Understanding, Reading, and Manipulating Geospatial Data

This is the first of four blog posts on geospatial data. In this chapter, you will be introduced to the concept of geospatial data and how to represent such data in Python using the GeoPandas library. You will then learn about common geospatial file formats and the basics to read, explore and manipulate such data.

What is Geospatial Data?

Geospatial data is information that has a geographic aspect to it. Two very different but common data formats used to store geospatial data are vector and raster representations:

  • Vector Representation

Vector data uses X and Y coordinates – or longitudinal and latitudinal information – to define the locations of points, lines, and areas (polygons) that correspond to map features.
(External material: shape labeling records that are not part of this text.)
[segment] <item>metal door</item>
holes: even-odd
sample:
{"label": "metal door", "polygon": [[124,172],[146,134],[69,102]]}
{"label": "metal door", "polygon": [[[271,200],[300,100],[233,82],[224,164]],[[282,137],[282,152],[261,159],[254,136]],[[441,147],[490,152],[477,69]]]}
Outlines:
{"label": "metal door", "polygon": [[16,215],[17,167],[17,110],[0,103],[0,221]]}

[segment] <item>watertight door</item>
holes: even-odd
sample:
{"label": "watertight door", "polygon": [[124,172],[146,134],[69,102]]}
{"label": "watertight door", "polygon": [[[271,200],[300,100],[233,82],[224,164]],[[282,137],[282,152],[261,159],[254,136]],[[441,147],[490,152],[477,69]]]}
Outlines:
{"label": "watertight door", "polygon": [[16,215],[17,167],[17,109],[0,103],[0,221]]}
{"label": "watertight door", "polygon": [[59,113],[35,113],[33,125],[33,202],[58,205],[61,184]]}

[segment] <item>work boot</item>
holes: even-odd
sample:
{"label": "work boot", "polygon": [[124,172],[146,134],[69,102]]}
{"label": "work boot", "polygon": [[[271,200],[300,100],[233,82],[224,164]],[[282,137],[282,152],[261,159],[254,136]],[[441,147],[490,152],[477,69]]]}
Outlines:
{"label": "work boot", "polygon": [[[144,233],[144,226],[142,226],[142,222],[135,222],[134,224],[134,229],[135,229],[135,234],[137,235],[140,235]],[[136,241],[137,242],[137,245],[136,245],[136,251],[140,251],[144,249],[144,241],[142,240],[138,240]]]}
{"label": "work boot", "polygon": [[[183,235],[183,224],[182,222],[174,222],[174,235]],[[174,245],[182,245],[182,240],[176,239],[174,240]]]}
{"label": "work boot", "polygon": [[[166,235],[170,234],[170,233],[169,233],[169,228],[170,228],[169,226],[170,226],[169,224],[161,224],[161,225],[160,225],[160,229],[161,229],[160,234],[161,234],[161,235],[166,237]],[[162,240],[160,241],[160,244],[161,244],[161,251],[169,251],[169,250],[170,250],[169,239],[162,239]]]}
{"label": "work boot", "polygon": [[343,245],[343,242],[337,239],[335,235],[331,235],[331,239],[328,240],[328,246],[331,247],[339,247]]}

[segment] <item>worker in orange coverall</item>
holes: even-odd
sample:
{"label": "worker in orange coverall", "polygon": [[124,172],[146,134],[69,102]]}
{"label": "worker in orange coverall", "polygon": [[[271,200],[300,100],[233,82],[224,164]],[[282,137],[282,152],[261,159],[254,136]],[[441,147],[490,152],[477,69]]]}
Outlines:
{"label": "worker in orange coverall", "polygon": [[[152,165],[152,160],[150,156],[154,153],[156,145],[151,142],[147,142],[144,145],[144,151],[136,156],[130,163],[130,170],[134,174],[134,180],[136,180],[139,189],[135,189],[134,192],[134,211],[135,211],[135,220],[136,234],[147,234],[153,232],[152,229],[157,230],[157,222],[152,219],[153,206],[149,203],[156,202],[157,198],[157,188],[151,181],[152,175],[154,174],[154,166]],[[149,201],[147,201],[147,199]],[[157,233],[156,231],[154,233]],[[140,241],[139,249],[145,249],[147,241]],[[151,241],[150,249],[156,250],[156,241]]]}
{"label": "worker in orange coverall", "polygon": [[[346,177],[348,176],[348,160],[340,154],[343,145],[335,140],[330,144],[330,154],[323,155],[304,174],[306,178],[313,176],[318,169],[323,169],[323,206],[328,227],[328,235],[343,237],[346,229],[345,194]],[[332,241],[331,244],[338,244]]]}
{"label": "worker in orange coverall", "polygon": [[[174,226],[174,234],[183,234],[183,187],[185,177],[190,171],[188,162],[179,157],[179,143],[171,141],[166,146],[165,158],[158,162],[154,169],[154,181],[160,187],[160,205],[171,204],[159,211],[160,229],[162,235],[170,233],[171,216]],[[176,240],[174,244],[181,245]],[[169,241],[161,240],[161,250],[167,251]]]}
As such, vector data tends to define centers and edges of features.

Vector Representation
  • Raster Representation

Raster data, on the other hand, uses a matrix of square areas to define where features are located. These squares, also called pixels, cells, and grids, are typically of uniform size, and their size determines the amount of detail that can be maintained in the dataset. Because raster data represents square areas, it describes interiors rather than boundaries – as is the case with vector data.

Raster Representation

Vector data is excellent for capturing and storing spatial details, while raster data is well suited for capturing, storing, and analyzing data such as elevation, temperature, soil pH, etc. that vary continuously from location to location. Raster data formats also are used to store aerial and satellite imagery.

Creating a Virtual Environment for Geospatial Analysis

Python offers many packages for working with geospatial data and its relevant file types. Specifically, we’ll make use of GeoPandas, Shapely, and (later) Folium. Installing these packages is not always straightforward due to the many libraries that need to be installed as dependencies (e.g. FIONA or GDAL).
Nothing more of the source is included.